O protesto pretende chamar a atenção, entre outros assuntos, para a necessidade de assegurar os direitos dos trabalhadores.
Na passada terça-feira, vários parceiros da plataforma Uber fizeram uma marcha pelas ruas de Lisboa de forma a alertar para a nova ferramenta relativa a comissões disponibilizada pela operadora, que afirmam impedir muitos de trabalhar.
De acordo com informação da Uber, desde dia 29 de outubro, os motoristas passaram a poder definir a sua própria tarifa, relativa à comissão disponibilizada pela operadora, para viajar em Lisboa, onde teve início esta medida.
Caso os motoristas não pretendam alterar a sua tarifa continuarão a receber pedidos de viagem com o valor atual: 0.90 cêntimos de tarifa base, 0.09 cêntimos por minuto e 0.59 cêntimos por quilómetro, segundo a Uber.
Os motoristas podem baixar ou subir as suas tarifas dentro de uma escala entre o multiplicador 0.7x e 2x, sendo esse multiplicador aplicado às tarifas base, de tempo e distância, bem como à tarifa mínima.
Em declarações à Lusa, Ângela Reis, uma das parceiras envolvidas no protesto, explicou que a marcha foi organizada de um dia para o outro “porque, desde quinta-feira passada, a Uber colocou uma ferramenta à disposição dos motoristas que permite baixar ou levantar as comissões”.

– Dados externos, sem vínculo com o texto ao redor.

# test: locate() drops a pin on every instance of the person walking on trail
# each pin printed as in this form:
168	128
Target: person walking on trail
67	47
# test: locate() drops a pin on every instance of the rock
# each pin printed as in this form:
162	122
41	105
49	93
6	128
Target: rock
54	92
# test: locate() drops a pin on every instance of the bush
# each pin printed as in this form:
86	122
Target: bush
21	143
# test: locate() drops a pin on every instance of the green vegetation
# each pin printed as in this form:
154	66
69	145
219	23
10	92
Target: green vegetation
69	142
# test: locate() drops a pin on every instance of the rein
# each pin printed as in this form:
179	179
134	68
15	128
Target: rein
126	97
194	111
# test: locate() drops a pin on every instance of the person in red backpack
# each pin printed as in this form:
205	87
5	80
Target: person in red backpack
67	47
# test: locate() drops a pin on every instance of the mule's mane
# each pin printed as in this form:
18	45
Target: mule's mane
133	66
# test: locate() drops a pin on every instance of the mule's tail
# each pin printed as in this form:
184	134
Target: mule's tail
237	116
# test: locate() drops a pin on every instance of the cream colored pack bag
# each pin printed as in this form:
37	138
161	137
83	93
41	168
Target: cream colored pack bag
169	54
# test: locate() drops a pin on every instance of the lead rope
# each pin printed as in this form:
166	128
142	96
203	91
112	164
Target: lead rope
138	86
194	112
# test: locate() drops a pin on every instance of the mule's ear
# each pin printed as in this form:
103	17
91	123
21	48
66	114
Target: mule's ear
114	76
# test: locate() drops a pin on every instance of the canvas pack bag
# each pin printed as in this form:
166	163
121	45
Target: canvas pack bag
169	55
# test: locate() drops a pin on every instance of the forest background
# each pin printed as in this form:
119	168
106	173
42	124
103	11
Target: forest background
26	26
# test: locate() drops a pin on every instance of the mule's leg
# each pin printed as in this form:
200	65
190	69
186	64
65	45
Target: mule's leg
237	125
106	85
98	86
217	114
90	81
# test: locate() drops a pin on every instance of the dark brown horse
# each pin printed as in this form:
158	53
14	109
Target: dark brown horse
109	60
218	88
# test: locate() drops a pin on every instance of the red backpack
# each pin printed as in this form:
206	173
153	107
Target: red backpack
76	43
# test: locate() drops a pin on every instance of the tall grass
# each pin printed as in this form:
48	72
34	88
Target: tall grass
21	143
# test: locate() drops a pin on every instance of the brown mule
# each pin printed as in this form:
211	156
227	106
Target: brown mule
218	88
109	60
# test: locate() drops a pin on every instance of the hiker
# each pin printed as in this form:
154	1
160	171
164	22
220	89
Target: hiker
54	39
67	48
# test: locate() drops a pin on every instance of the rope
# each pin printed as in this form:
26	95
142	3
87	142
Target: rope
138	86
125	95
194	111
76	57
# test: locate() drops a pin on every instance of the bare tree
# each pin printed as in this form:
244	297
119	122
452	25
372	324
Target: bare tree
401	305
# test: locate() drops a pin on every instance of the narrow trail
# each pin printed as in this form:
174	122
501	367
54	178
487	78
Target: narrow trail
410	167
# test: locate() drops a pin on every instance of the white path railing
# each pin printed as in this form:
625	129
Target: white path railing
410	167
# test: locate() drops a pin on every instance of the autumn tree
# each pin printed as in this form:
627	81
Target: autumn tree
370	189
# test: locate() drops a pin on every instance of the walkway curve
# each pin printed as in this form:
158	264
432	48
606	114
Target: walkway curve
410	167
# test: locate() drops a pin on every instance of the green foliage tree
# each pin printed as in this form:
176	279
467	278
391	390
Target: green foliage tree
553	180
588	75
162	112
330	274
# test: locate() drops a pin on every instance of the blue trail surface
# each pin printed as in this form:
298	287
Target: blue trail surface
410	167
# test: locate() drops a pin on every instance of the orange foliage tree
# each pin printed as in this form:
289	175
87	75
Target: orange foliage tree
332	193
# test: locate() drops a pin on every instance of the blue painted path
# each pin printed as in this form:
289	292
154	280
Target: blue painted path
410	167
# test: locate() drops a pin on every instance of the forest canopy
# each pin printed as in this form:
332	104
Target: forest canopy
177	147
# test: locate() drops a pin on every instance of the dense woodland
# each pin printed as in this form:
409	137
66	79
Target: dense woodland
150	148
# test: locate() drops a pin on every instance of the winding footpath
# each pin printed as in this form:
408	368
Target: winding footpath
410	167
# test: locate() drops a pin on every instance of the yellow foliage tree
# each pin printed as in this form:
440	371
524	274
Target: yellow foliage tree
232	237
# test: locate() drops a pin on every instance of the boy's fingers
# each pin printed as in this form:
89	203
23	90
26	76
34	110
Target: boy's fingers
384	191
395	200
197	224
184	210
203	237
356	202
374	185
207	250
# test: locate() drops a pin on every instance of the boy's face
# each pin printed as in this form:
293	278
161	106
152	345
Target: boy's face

“Fomos surpreendidos com esta medida do multiplicador. Apercebemo-nos de que muitos motoristas baixavam para o tal mínimo de 0.7, o que pode implicar um ganho de 50 cêntimos/um euro num serviço, isso nem para o gasóleo dá”, afirmou.
Os motoristas alegam que “nem sempre o carro que está mais perto do cliente é aquele que é enviado, mas sim aquele que tem a tarifa mais baixa aplicada, mesmo que se encontre mais longe”.
“Isto não faz sentido. Em quatro dias há motoristas que só tiveram um ou dois serviços porque continuam a aplicar a mesma tarifa que sempre aplicaram”, considerou, acrescentando que a própria plataforma está a forçar os motoristas a descer a tarifa ao enviar “sistematicamente mensagens através da aplicação a dizer que nas imediações os motoristas estão a aplicar 0.7 quando na realidade não estão”.